From my experience in college as both a student and as a teacher, I see nothing remarkable in a student requesting that a test be moved to before a holiday weekend rather than after. The response might well be “no, we’re sticking to the schedule”, but the request itself is not unreasonable. It would be unreasonable to ask that on the Thursday right before, but from the datestamps, the student asked three weeks ahead of time. Heck, I’d kill to have more students like that, who think about things that far in advance.

I don’t understand this whole thread. You seem to be reading something different than what I’m reading. I do not see “11/1” anywhere on that link. Why are people doing calculations on the fractions “11/1” and “10/30”?

The only dates that I see are these:[ul]
[li]I see two messages, both stamped with the date “Thursday, October 8, 2009”[/li][li]The first message mentions “the Monday after Halloween” twice[/li][li]The first message mentions “the previous Friday” once[/li][li]The second message does not mention any dates in the text section[/li][/ul]

Where do you people see any slash marks?
Where do you see any potential for a math joke (other than it appearing on a board named “Math Fail”)?

Oh, OK, I thought Math Fail was the title of the post, not the name of the blog. That changes things.

The dates are just the dates of the Monday after, and the Friday before Halloween in 2009. Only significant if you are desperately seeking mathematical content to justify the misinterpreted blog name.

Halloween is not a holiday.

I see the joke as just a professor rightly laughing in the face of some douchebag trying to get him to adjust his exam schedule to acommodate the drinking schedule of said douchebag.

At least in the US, it’s not a Public Holiday that people commonly get off work and on which major institutions are closed, but it’s a holiday nonetheless. It has a big secular pop-culture impact, and it is a religious holiday for at least some Christians (All-Hallows-Eve) and many or most Neo-Pagans (Samhain).

It’s not a “holiday” or a “holiday weekend” in any sense that those words would be used in a college context. There’s no day off. There’s nothing to “observe,” and there’s no reason that this kid wanted to move the exam other than to facilitate his drinking plans.

It’s a holiday, just not a very important one.
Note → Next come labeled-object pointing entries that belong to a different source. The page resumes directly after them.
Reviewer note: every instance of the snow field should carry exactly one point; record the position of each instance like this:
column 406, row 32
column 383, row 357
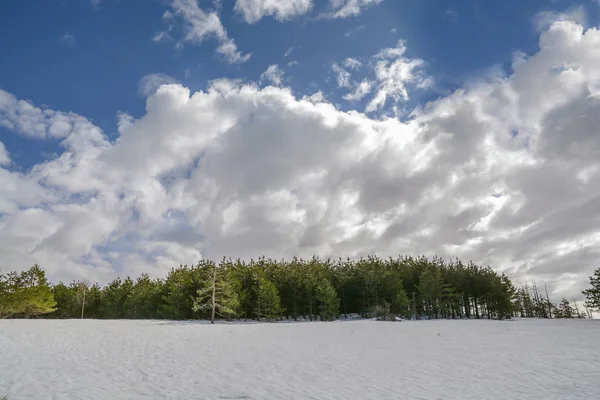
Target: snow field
column 130, row 360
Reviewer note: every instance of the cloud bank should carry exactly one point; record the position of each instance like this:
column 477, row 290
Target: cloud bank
column 506, row 173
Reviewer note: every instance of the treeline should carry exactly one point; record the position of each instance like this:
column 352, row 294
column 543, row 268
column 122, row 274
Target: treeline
column 267, row 289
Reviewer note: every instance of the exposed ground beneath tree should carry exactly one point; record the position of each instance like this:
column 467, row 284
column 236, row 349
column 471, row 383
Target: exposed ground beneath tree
column 129, row 360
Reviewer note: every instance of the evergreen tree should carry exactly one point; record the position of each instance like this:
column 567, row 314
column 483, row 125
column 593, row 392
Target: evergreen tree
column 565, row 310
column 592, row 294
column 217, row 295
column 27, row 294
column 269, row 303
column 329, row 304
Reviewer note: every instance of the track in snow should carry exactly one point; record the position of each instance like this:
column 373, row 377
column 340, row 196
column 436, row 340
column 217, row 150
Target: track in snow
column 130, row 360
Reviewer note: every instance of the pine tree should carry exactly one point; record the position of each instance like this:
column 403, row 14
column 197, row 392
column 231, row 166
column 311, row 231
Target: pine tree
column 565, row 310
column 29, row 294
column 592, row 294
column 329, row 304
column 217, row 295
column 269, row 303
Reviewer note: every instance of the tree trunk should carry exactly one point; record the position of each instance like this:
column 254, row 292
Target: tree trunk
column 83, row 303
column 214, row 297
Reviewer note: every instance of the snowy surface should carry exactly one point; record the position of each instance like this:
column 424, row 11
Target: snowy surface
column 129, row 360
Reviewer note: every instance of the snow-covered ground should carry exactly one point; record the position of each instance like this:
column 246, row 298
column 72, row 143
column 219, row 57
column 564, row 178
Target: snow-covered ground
column 129, row 360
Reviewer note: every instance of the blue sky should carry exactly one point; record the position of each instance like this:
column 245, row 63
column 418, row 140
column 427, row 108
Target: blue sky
column 88, row 57
column 300, row 127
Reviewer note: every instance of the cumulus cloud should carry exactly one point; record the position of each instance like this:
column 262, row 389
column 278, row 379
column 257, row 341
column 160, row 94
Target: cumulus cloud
column 4, row 157
column 199, row 25
column 31, row 121
column 544, row 19
column 352, row 32
column 506, row 173
column 352, row 63
column 282, row 10
column 151, row 82
column 392, row 75
column 348, row 8
column 341, row 76
column 273, row 74
column 361, row 90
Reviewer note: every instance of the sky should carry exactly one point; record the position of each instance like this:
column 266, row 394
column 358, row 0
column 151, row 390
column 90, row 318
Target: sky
column 136, row 135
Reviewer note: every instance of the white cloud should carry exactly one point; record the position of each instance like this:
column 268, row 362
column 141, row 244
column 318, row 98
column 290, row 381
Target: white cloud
column 348, row 8
column 151, row 82
column 31, row 121
column 361, row 90
column 4, row 157
column 289, row 51
column 505, row 173
column 341, row 75
column 200, row 25
column 352, row 63
column 282, row 10
column 393, row 74
column 273, row 74
column 352, row 32
column 544, row 19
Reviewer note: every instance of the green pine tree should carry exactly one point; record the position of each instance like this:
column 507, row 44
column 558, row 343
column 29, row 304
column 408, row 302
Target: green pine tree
column 592, row 294
column 268, row 302
column 329, row 303
column 217, row 296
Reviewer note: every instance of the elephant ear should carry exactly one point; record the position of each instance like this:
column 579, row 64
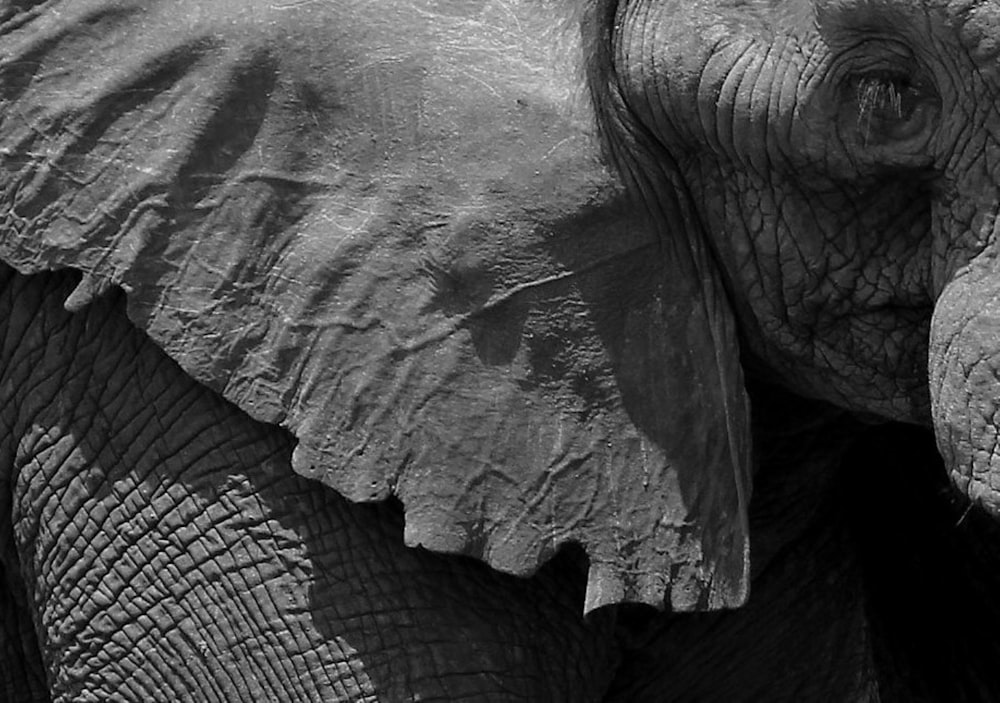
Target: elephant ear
column 372, row 227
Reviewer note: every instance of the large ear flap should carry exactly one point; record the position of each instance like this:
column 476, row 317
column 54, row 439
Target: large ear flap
column 415, row 262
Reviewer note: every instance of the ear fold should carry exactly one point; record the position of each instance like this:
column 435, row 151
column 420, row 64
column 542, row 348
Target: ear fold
column 431, row 280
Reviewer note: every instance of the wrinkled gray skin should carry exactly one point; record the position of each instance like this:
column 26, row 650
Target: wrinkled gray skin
column 618, row 223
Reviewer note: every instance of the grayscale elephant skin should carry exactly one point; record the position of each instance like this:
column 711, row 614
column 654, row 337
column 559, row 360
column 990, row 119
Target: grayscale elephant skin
column 405, row 350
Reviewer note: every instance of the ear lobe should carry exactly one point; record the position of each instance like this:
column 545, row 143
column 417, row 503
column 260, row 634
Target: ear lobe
column 481, row 326
column 604, row 407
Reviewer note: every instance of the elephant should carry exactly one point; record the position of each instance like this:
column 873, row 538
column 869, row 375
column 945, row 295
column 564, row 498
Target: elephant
column 500, row 350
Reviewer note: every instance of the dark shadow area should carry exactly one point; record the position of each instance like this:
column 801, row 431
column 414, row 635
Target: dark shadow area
column 932, row 571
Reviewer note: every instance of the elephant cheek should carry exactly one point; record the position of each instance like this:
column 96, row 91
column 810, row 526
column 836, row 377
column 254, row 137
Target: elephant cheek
column 964, row 366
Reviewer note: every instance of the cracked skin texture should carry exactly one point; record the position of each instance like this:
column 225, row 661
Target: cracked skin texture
column 512, row 276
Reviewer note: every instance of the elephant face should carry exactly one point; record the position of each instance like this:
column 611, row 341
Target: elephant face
column 841, row 158
column 499, row 259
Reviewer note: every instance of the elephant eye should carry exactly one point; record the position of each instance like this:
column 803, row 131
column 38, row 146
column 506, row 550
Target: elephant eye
column 889, row 107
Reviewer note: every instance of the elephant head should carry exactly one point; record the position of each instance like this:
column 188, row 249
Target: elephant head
column 508, row 261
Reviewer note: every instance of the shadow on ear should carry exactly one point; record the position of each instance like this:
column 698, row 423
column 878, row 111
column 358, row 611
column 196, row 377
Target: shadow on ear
column 434, row 282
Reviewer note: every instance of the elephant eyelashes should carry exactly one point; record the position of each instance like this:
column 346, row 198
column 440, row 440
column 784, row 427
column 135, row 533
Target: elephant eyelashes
column 889, row 108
Not sure what else you’d call it when a bunch of people all over the place celebrate the same general thing on the same day each year in generally similar ways.

So does anyone have an answer to this question that *doesn’t *hinge on their *personal *(IMHO, not GQ) opinion about drinking? (Dio, I’m looking in your direction.)
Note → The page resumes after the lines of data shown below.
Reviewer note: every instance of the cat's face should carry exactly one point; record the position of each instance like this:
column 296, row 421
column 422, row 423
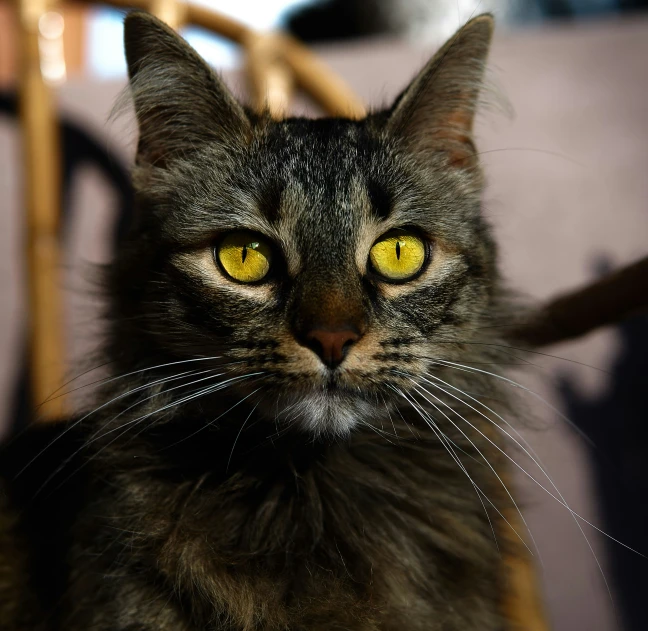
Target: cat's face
column 326, row 262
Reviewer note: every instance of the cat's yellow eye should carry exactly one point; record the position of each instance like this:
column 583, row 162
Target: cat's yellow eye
column 245, row 256
column 398, row 255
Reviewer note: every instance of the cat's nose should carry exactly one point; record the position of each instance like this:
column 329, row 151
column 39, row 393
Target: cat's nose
column 331, row 346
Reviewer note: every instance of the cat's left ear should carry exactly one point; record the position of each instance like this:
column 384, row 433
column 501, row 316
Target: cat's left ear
column 435, row 113
column 179, row 100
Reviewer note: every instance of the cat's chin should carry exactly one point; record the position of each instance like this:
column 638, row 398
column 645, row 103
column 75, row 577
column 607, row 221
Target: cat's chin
column 329, row 413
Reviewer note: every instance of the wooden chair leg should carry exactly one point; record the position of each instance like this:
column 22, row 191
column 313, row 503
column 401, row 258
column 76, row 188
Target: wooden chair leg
column 42, row 182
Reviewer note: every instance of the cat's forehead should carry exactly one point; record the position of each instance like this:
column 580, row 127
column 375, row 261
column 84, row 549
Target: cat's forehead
column 327, row 170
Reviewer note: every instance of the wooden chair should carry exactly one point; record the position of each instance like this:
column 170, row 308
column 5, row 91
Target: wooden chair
column 276, row 65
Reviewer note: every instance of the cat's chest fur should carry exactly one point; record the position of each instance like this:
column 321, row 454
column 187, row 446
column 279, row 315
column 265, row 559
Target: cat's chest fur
column 365, row 535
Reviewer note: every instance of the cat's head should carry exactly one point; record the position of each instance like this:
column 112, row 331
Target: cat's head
column 327, row 263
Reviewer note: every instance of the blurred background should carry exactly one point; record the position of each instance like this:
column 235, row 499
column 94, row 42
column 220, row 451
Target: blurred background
column 567, row 195
column 93, row 38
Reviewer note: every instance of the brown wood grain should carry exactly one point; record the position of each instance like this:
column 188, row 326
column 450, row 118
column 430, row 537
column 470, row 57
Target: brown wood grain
column 42, row 195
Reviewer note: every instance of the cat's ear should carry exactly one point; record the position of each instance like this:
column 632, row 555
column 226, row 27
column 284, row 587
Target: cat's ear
column 435, row 112
column 180, row 103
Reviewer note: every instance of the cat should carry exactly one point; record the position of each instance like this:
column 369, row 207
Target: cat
column 289, row 437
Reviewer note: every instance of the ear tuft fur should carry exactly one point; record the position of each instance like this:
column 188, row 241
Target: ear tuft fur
column 180, row 103
column 436, row 111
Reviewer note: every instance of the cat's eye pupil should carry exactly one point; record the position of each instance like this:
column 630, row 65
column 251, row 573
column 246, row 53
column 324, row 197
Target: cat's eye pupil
column 398, row 255
column 244, row 258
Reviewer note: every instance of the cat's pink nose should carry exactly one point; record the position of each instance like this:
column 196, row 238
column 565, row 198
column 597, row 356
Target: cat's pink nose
column 331, row 346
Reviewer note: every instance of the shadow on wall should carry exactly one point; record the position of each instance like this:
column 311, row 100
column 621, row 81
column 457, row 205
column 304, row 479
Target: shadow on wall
column 617, row 423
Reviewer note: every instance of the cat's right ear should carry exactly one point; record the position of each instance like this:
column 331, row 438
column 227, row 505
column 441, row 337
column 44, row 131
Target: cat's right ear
column 180, row 103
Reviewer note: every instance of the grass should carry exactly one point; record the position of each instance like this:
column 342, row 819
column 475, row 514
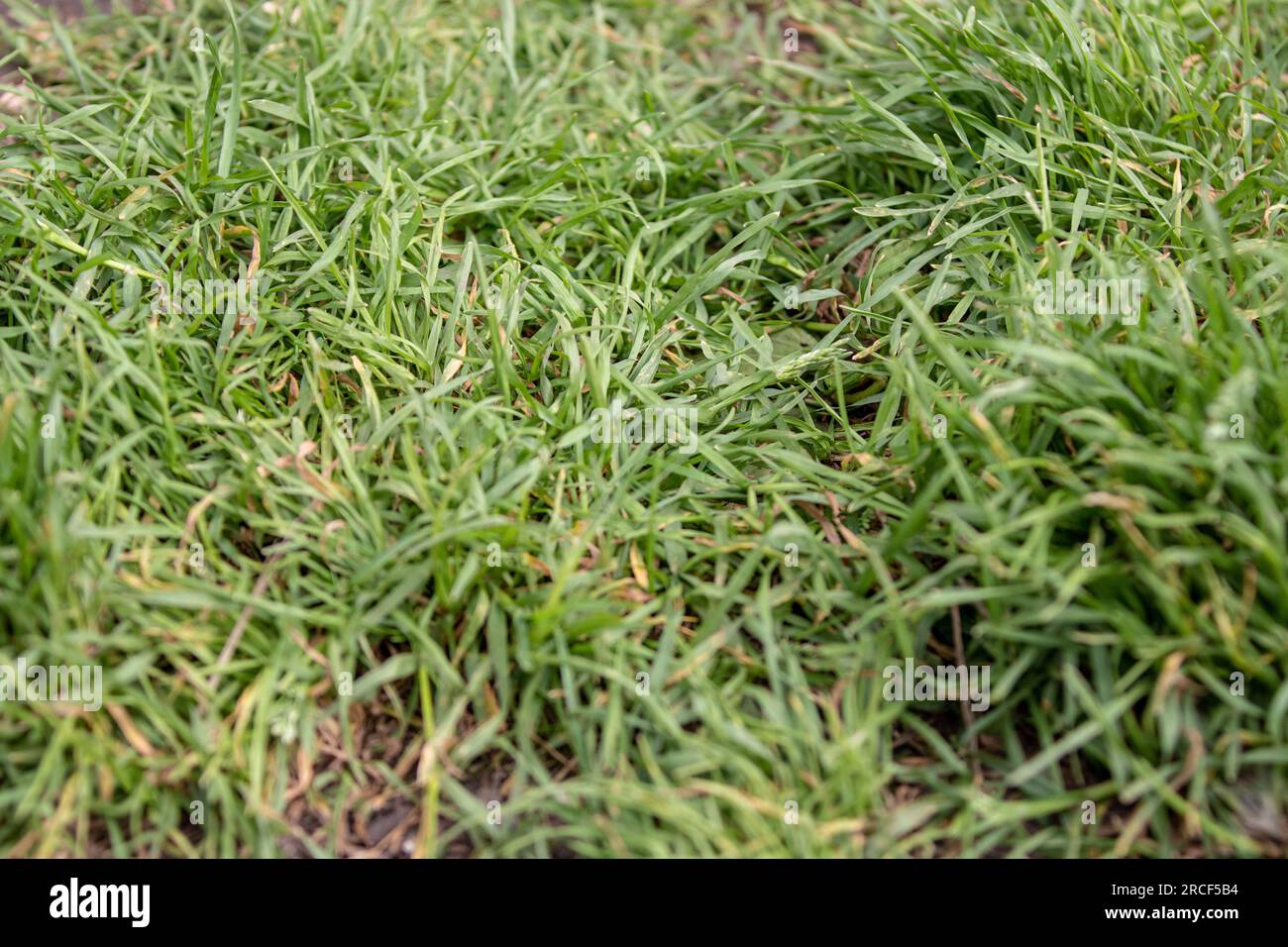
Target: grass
column 362, row 579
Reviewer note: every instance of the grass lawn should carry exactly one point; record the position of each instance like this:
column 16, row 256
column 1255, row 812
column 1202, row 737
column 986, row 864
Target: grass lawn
column 535, row 428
I didn’t express an opinion about drinking.

I don’t think it hinges on your personal opinion on drinking to understand that a Professor would find it laughable that he is asked to re-arrange the schedule to accommodate students like that

What immediately occurred to me—and I’m a college math professor myself at present—is that any student trying to argue that his classmates in general would prefer taking an exam on the previous Friday rather than the following Monday must be suffering from serious cranio-rectal inversion.

Individual students occasionally ask to take a test early because their individual schedules “require” it, but IME a class as a whole never never NEVER wants to have a test earlier rather than later.
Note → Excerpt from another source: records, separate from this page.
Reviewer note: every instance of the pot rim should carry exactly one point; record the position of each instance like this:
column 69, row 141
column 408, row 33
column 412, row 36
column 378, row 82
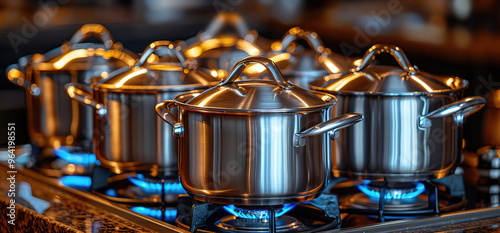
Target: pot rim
column 327, row 105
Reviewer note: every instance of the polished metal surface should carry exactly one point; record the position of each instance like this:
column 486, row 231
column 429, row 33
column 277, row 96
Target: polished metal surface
column 364, row 79
column 128, row 134
column 258, row 95
column 220, row 52
column 303, row 65
column 253, row 158
column 407, row 134
column 53, row 118
column 490, row 133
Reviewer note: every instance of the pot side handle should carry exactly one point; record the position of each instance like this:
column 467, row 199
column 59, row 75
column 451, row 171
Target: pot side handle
column 18, row 78
column 333, row 126
column 163, row 110
column 460, row 109
column 81, row 94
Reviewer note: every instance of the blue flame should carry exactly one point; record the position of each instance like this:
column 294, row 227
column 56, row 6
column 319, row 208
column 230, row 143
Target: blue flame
column 419, row 188
column 257, row 214
column 75, row 158
column 76, row 182
column 168, row 214
column 155, row 188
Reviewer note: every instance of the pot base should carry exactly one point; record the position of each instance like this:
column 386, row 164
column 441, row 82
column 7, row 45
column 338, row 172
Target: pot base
column 264, row 201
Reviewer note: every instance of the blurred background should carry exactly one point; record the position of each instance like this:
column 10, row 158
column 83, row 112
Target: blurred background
column 453, row 37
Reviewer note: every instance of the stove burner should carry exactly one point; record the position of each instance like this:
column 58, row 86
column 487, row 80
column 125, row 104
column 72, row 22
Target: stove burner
column 155, row 186
column 76, row 182
column 75, row 157
column 237, row 224
column 160, row 214
column 135, row 188
column 405, row 191
column 257, row 213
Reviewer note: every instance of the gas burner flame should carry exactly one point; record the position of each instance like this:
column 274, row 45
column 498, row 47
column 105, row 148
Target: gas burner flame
column 257, row 213
column 392, row 194
column 165, row 215
column 75, row 158
column 156, row 188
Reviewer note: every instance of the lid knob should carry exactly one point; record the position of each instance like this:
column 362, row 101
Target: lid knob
column 153, row 48
column 395, row 51
column 270, row 66
column 96, row 30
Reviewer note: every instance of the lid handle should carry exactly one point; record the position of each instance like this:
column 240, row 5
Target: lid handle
column 96, row 30
column 395, row 51
column 228, row 19
column 297, row 33
column 153, row 47
column 270, row 67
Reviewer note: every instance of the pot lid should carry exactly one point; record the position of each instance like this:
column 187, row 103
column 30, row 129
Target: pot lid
column 223, row 49
column 407, row 79
column 316, row 59
column 151, row 72
column 75, row 55
column 259, row 95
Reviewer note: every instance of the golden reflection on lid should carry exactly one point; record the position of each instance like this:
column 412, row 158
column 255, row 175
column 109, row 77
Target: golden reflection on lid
column 129, row 76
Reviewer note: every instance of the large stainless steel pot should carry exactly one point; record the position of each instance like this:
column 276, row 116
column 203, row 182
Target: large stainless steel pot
column 254, row 142
column 128, row 134
column 491, row 121
column 302, row 65
column 218, row 51
column 413, row 120
column 53, row 119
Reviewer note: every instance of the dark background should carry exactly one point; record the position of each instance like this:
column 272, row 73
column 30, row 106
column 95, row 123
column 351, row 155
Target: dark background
column 459, row 37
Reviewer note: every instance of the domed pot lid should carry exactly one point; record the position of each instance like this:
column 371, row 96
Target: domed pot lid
column 364, row 78
column 276, row 95
column 150, row 73
column 75, row 55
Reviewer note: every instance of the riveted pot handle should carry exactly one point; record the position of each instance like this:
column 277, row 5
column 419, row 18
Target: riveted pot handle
column 83, row 95
column 332, row 126
column 270, row 66
column 395, row 51
column 225, row 19
column 163, row 110
column 153, row 47
column 96, row 30
column 297, row 33
column 460, row 109
column 18, row 77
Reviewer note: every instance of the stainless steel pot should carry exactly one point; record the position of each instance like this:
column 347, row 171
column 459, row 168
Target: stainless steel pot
column 413, row 120
column 302, row 65
column 53, row 119
column 128, row 134
column 219, row 52
column 254, row 142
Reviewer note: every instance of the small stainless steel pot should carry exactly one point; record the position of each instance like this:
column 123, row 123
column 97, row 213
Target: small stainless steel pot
column 219, row 52
column 254, row 142
column 53, row 119
column 413, row 120
column 128, row 134
column 302, row 65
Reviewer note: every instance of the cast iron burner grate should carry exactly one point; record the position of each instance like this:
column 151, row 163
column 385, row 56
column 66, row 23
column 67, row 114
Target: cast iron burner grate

If a student in any of my classes publicly advocated moving up a scheduled exam from a Monday to the preceding Friday, I’d expect to see a couple of other students nodding in agreement, another couple of students shrugging, and the remaining 90% of the class ready to rip him limb from limb.

If you look at the other articles, and the subtitle, math fail is only one of the topics, and math humor seems to be the broader theme. I don’t think there is any math error here, it’s just funny that the student wants to move the exam so it isn’t right after a holiday weekend.

English is not my first language, but the email seems rather weirdly written to me, “even prefer (…) than (…)” and “just speaking realistically”, although the Prof’s reaction still doesn’t seem entirely warranted.

In general, sure, but I think in this case, moving the exam to before Halloween, many would want to do that.